IS IDIL AN EXCEPTION?

Idil was not an exception, her attitude was the result of a historical development of women in the ranks of the DHKP-C. Women conquered their places by struggle. Maybe it’s not possible to make clear how many women fight in what way on the outside. But for those who do not know about the development, we can point to the women in prison, to the women who fell for their dignity and honour. When you look at the number of women of the DHKP-C (Devrimci Sol) in prison, as well as the number of women who fell, in the time of the coup of September 12, 1980, and compare them with the numbers of today, you can see the incredible development. Dozens and dozens of our women fighters fell in the resistance. They have written their names in blood in our history, selfless and willing to sacrifice. This is not a history which is only written guerrilla fighters, commanders and fighters. Look at the surpassing of the process of de-politicing, the surpassing of the darkness form the time of the military coup. Look, in the front ranks there have always been women.
One can not ignore history and when one does not watch history closely, one can not understand all the Sibel’s. the Ayse Gülen’s and the Idil’s. Then one can not understand why this development has reached such a quality, in the first place in the ranks of the DHKP-C.

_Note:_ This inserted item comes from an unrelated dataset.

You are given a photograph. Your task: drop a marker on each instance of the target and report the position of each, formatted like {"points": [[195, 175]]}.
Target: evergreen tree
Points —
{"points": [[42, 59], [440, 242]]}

The revolution in itself is an art. With politics alone, with military strength alone, nothing can be won. Only when we proceed day by day, from struggle to struggle, with artistic sensitivity as well, can we achieve victory. Only then can we complete the painting. And the perfection and completion of this painting is done by women and men, hand in hand. The DHKP-C does not fight with an abstract theory, it is an organisation which fights with a revolutionary spirit, with a revolutionary sensibility. Carrying on the tradition is not done without reason. To be the first ones who create something, is not without reason. In the way we fight, we recite our poems, in the way we recite our poems, we fight. Our women, our men, together they work at the paste of the revolution. This is the well courage stems from.

 

WOMEN AND ARTISTS OF OUR COUNTRY:

Now is the time to become like Idil. Becoming like Idil means liberation as a woman. Becoming like Idil means climbing the top of art. Idil, she is the honour of our women in the schools. She rejected to walk behind men, weak, without will, fragile. She walked next to men. Being like her, means liberation, means determine life yourself. Idil, she is the honour of the artists who write their songs for the people, who paint their paintings for the people. Her last song, her last play – the hunger strike till death – can not be played without being like Idil. Her name will become the symbol of trust by our people in the artists. In the eyes of our people all artists will gain meaning, value, with her. Now is the time to be like Idil. Now is the time to sing our songs like Idil. To be a woman like Idil.


Notes:

(1) A feminist group which attacks men with pink needles to show women ways for self-defence.